The Dons put in another highly acceptable European performance, and had they taken their chances against Helsinki, would have emerged with what would have been a deserved victory.
There were no failures on the night, it was another assured defensive display, and they created the sort of opportunities that must be taken on such a stage against decent opposition.
The disappointment is they failed to take three points from what was their most winnable game in the group, and with a double header against PAOK on the horizon, they are now very much up against it.
I was a bit baffled by Barry Robson’s criticism of the referee on Thursday, which seemed over the top. Yes, there should have been a red card, but the official clearly didn’t see the incident and was let down by the VAR team. That apart, I thought he did a good job.
But Barry was right to praise his side, and his confidence in the players has been validated in recent weeks.
Aberdeen had gone into the tie on the biggest high imaginable following their convincing victory at Ibrox a few days earlier.
They had to ride their luck in the early stages, but were defensively sound, and from the moment they took the lead, the players looked in control.
I said from the off that Stefan Gartenmann looked the real deal, and he has proved an astute signing. Not only does he do the job he is employed for, but he pounced for the crucial opening goal against Rangers, and that set the side up for what was a dream afternoon.
The last few performances have made it clear the guys now have the self-belief required to compete at the top level, the new boys have settled in, and they look well placed to successfully come through what had appeared a demanding period.
The win in Glasgow pushed the Dons up to a more comfortable position in the table and was a serious blow to Rangers; their third defeat of the campaign already making it highly unlikely they will genuinely challenge Celtic for the title.

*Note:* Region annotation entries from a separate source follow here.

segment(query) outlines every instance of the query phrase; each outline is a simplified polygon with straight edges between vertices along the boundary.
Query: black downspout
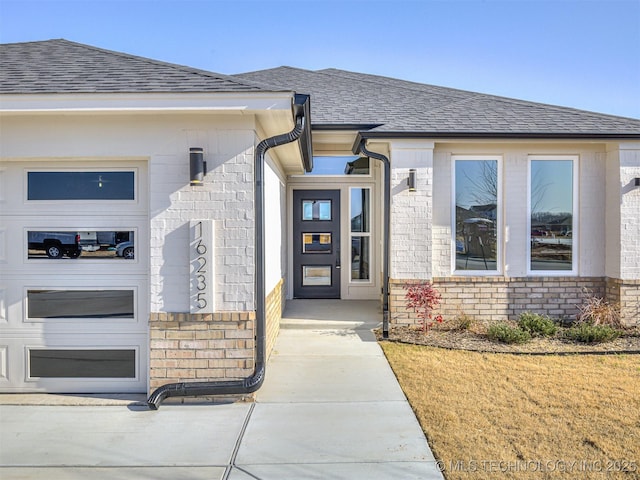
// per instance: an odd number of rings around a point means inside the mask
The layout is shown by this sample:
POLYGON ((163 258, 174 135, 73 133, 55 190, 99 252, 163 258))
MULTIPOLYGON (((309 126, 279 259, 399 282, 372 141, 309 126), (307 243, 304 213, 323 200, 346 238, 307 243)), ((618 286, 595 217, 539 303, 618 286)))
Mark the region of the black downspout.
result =
POLYGON ((382 338, 389 338, 389 231, 391 221, 391 163, 381 153, 370 152, 365 146, 366 140, 358 144, 354 153, 362 153, 369 158, 380 160, 384 164, 384 218, 383 218, 383 259, 382 259, 382 338))
POLYGON ((305 118, 305 112, 308 112, 308 99, 309 97, 306 95, 295 95, 295 128, 289 133, 264 139, 258 144, 254 153, 256 362, 253 373, 240 380, 183 382, 163 385, 153 391, 147 399, 147 405, 151 410, 157 410, 160 404, 168 397, 244 395, 255 392, 262 385, 266 365, 264 156, 270 148, 291 143, 300 138, 308 121, 305 118))

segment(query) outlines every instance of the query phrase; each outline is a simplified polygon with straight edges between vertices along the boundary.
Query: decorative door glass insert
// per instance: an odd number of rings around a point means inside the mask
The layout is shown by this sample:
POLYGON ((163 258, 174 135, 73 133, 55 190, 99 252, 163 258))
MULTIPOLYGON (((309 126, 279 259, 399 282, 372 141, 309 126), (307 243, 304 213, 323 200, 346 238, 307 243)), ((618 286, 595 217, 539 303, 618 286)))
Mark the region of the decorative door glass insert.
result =
POLYGON ((302 220, 331 220, 331 200, 303 200, 302 220))
POLYGON ((302 266, 302 285, 329 286, 331 285, 331 265, 302 266))
POLYGON ((302 253, 331 253, 331 233, 303 233, 302 253))

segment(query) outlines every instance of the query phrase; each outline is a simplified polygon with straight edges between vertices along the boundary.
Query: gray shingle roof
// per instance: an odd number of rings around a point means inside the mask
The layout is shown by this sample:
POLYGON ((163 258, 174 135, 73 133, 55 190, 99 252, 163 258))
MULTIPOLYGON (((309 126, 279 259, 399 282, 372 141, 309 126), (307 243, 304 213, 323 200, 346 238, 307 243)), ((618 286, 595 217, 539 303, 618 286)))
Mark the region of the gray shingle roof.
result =
POLYGON ((638 119, 377 75, 279 67, 235 76, 310 94, 316 127, 373 126, 368 136, 640 138, 638 119))
POLYGON ((63 39, 0 45, 0 93, 257 91, 249 80, 63 39))

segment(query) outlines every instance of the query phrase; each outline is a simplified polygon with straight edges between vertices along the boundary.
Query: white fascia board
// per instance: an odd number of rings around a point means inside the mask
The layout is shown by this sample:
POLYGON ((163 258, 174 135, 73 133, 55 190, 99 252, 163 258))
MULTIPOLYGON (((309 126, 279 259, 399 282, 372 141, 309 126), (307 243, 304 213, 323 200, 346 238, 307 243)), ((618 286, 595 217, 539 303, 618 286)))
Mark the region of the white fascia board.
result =
POLYGON ((291 110, 292 92, 0 95, 0 112, 256 112, 291 110))

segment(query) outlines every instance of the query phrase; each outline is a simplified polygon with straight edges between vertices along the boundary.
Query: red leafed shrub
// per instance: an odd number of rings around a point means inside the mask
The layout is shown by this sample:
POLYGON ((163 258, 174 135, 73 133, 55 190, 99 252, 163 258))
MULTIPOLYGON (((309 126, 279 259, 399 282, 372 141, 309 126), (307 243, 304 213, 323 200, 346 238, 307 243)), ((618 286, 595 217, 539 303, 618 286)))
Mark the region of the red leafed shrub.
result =
POLYGON ((433 314, 433 311, 440 305, 442 296, 431 282, 405 283, 403 288, 407 291, 404 296, 406 306, 416 312, 418 322, 425 335, 433 326, 434 321, 442 323, 442 315, 434 316, 433 314))

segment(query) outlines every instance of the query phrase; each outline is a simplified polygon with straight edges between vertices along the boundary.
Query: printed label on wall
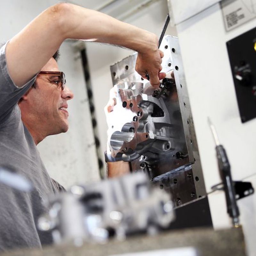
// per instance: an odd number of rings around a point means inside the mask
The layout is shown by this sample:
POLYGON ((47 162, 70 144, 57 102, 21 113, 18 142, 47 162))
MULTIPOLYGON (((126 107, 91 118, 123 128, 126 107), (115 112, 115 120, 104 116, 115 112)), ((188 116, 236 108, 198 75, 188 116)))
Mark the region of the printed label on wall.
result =
POLYGON ((220 6, 227 31, 256 17, 256 0, 223 0, 220 6))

It also spelled the end for Michael Beale. He departed having proclaimed they should never be losing at home to “a team like Aberdeen”, a somewhat bizarre comment, but one which was perhaps borne out of the pressure he was under at that time.
You have to wonder where they go next. Making the right appointment is key at any club, but particularly so at one like Rangers. This is the third successive year they have been in this situation; get it wrong again and the gap between them and their city rivals will become embarrassing.
Celtic lost again on Wednesday night, further evidence that the premier tournament is now a step too far for Scottish football. Yes, they played some good football, and yes, they competed, but it was still another defeat, and the statistics prove my assertion.
Last season, Rangers compiled the worst ever campaign of any team in the Champions League group stages, while Celtic have the lowest win percentage of any side to have competed on a regular basis.
It has reached the point where participation in the groups is now nothing more than a money making venture for our clubs.
Ryder Cup lived up to the billing
The 2023 Ryder Cup did not disappoint, the biennial contest once again providing some of the most dramatic and compelling moments of the sporting year.
Virtually from the first game on Friday, Europe took a stranglehold, and although the USA staged a partial comeback on the Sunday, Luke Donald’s team always looked likely to prevail.
It was an outstanding week for the captain and his players, each and every one of them contributing to a comprehensive victory.
Unlike the Americans, once again weakened by individual priorities, Europe played as a team and thoroughly deserved to reclaim the trophy.
The celebrations were extensive and some of the footage from the team coach was outstanding, a brilliant look behind the scenes, and a clear indication of just how much the win meant to the players.
I’m already looking forward to Bethpage Black in 2025.